So, I read that Arizona AD Greg Byrne is apparently headed to Alabama to become their new AD. Some may recall that Byrne was one of our top choices to replace Foley, but turned us down (along with the Stanford guy and UNC guy). Yet, here he is...on his way from Tuscon to Tuscaloosa.
I thought we were the Holy Grail of athletic departments?
We are the "Everything School," remember? All those All Sports trophies?
Oh, none of that means jack sh*t? Yeah, that's what I thought.
Here's the thing, folks: winning the All Sports trophy means N-O-T-H-I-N-G! I don't think you even technically need to win a championship in any given sport to still finish atop the ranking. A bunch of top 5 finishes across the board will probably do it.
The problem is, no one cares or remembers if swimming, tennis, gymnastics, etc., finish #3. Believe me, it's hard enough to find people who would even care if all of them won the national title every year. It just doesn't matter. So, why was our AD's contract structured to incentivize such nonsense? Whoever negotiated those terms should be summarily executed and have his/her lifeless body tossed into Lake Alice for the alligators to snack upon.
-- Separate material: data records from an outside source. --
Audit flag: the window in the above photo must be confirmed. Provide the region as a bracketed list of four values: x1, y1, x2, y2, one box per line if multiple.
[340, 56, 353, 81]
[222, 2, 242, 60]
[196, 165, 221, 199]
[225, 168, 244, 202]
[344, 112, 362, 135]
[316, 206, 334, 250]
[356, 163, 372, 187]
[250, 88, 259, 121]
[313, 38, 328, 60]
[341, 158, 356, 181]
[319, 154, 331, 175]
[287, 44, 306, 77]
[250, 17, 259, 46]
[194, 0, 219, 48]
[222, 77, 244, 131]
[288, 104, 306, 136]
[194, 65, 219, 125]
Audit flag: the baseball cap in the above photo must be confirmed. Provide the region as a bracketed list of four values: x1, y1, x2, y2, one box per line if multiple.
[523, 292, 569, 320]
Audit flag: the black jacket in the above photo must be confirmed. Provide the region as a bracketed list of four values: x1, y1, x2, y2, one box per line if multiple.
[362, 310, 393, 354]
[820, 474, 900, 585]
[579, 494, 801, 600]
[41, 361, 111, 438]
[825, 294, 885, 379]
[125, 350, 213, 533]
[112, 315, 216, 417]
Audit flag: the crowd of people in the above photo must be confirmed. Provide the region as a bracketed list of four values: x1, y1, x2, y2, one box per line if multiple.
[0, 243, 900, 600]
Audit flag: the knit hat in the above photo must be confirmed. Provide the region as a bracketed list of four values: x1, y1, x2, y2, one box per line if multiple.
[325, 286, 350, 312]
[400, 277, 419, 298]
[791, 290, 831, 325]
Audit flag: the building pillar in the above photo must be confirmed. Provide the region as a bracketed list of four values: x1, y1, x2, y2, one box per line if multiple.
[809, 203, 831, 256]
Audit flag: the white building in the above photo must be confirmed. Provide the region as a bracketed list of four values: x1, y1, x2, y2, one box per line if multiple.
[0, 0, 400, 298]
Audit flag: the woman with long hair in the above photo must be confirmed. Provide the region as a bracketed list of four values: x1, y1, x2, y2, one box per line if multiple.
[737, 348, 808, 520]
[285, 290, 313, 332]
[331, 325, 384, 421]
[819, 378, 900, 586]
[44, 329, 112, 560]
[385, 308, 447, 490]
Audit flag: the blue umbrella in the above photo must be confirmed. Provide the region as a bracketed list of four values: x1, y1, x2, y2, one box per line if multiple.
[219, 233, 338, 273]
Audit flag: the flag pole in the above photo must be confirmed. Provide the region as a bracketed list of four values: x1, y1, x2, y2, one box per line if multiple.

We can win the All Sports trophy for the next 100 years in a row and it will still mean less for our brand than what Alabama has accomplished in football alone since 2008. Oh, and despite their clear priority in football, they still somehow managed to win national titles in gymnastics, softball, and golf. A similar argument can be made with respect to FSU....we act like our athletic department is so superior, but, in addition to going 6-1 against us in football since 2010, they've also managed to turn the tables in men's basketball (3 in a row against us), volleyball (knocked us out of the NCAAT), soccer, and golf. So, again I ask, what's the point??? It's obvious that a program can make football king and still have success in the non-revenue sports. The success may not be as consistent or widespread at the non-revenue level, but it's still very much possible.
By the way, I was flicking through the channels last night and happened upon the Sony Open PGA tournament out in Oahu at Waialae. This young kid was dominating it with a 7 shot lead and apparently had shot a 59 on Thursday. He had also won the previous week's Tournament of Champions over at Kapalua on Maui. Guess where he played college golf? Alabama. UF isn't even visible on the PGA Tour anymore and we're the "Sunshine State," one of the golf capitals of the world, home to 5 PGA Tour events each year, and lots of golf academies like the Saddlebrook program, etc. If there is one non-revenue sport that we should dominate without even supporting it, you'd think it would be golf. Yet, we're nowhere to be found.
Point being, these schools that don't even care about their non-revenue sports are still capable of making bigger impacts on our consciousness within the given sport than we are with our widespread support.
Byrne chose Bama because their brand is hotter thanks to what their board of trustees and president has enabled Nick Saban to build. A dominant football program will elevate an AD's profile higher than winning the All Sports trophy. It also makes it much, much easier to fundraise.
Perhaps the idea of having creepy Jeremy Foley still lingering around the program and haunting the AD office at UF also deterred him. Thanks, Jeremy, for handicapping our search by seeking to have your cake and eat it, too. Our idiotic board and president should have said, "Either you're in or you're out. Can't have it both ways." One wonders if Stricklin was chosen because he was the only one who would acquiesce to working under Foley's influence?
Bottom line: Byrne's decision clearly demonstrates that the value of being the "Everything School" is a lot less than we convinced ourselves. It's a myth that exists mostly in our own minds. Instead of attempting to be a "jack of all trades," why don't we start focusing on "mastering" the one that matters: football. We can still have pockets of success in these other worthless sports, which is really all we have anyway despite "spreading the wealth."